A Kosher Christmas: 'Tis the Season to Be Jewish

By Joshua Eli Plaut | Go to book overview

CHAPTER 6
CHRISMUKKAH
AND FESTIVUS:
HOLIDAYS FOR THE REST OF US

When Elise and Phil Okrend began their line of interfaith greeting cards in 1989, they were responding to a significant increase in interfaith relationships between Americans from Jewish and Christian backgrounds. Based upon census reports, the interfaith marriage rate had dramatically increased.1 Realizing that intermarried couples, families, and friends were looking for an ecumenical way to greet each other beyond the generic “Happy Holidays,” the Okrends created a line of cards that juxtaposed images of Christmas and Hanukkah. In response to critics who immediately accused them of undermining Jewish identity, they cited an increasing demand for greeting cards that combined the two religious holidays in a positive way.2 The Okrends designed cards with each of the following images: Santa and a Jewish counterpart playing dreidel together; a menorah growing out of a reindeer’s antler; and a Star of David atop a Christmas tree. These novel images anticipated a new age in Jewish-Christian relationships in the United States by envisioning the two religions coming together in a joint celebration of the holiday season.

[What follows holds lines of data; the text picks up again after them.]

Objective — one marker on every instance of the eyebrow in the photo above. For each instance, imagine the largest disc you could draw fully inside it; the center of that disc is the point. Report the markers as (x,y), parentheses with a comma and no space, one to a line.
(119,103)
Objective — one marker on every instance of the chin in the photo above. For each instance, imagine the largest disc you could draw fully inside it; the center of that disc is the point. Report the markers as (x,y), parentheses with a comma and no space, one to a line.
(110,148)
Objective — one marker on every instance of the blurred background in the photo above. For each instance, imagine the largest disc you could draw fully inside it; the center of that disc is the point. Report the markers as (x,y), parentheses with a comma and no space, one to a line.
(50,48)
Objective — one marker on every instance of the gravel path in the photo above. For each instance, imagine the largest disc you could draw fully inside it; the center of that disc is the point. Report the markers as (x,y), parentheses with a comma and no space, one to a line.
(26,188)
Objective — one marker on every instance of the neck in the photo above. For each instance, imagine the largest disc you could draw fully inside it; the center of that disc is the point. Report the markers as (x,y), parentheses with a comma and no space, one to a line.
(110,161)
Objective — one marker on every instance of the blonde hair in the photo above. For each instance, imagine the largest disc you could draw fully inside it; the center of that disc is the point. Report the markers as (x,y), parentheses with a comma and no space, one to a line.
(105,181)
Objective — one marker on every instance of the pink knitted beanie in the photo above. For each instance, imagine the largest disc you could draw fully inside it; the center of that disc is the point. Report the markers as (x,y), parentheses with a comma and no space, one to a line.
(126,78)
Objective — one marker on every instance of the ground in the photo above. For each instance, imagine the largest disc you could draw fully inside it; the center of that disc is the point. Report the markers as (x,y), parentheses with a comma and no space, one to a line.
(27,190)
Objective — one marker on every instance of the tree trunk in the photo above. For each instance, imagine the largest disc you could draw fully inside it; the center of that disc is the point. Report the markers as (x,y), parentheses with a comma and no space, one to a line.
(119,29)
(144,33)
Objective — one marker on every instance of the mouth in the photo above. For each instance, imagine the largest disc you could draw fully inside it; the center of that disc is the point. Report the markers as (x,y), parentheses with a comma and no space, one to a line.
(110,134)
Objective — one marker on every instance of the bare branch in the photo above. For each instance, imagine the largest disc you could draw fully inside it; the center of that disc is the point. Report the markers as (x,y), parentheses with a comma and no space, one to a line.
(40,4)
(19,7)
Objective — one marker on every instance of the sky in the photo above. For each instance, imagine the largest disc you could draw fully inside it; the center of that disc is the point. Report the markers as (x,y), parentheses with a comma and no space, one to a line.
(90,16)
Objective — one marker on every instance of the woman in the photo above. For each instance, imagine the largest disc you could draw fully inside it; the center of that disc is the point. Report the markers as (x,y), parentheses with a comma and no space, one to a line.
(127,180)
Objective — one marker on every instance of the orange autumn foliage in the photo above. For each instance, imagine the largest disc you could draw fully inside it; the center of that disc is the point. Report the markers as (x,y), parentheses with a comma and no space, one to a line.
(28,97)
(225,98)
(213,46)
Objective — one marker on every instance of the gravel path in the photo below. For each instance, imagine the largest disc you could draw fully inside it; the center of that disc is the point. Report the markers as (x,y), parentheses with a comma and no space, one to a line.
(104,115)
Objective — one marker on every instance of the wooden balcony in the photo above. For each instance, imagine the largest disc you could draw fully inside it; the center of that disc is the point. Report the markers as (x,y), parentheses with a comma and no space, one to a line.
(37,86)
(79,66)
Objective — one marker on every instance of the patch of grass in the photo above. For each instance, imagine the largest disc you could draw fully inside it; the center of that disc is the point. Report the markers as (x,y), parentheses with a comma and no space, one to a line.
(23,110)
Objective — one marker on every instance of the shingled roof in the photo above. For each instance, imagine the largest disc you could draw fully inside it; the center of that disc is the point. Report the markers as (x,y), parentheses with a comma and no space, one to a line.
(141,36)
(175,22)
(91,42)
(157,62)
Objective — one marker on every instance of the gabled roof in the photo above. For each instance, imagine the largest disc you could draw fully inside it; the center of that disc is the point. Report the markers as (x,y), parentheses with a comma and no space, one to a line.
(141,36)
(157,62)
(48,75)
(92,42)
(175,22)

The designers presented a hope and vision that underlay this new way of thinking: Christmas and Hanukkah could cross the threshold of interfaith homes with the same ease that juxtaposed the two holidays in shopping malls and civic venues. Within the American interfaith home, Christmas and Hanukkah would be complementary holidays; their symbols could carry an overlapping message of joy, peace, and goodwill. The juxtaposition of images in the American home formed a hybrid celebration, one that was neither solely Christmas nor only Hanukkah, but a measure of both. In the popular parlance of the 1990s, this hybrid form of celebration was cleverly dubbed Chrismukkah.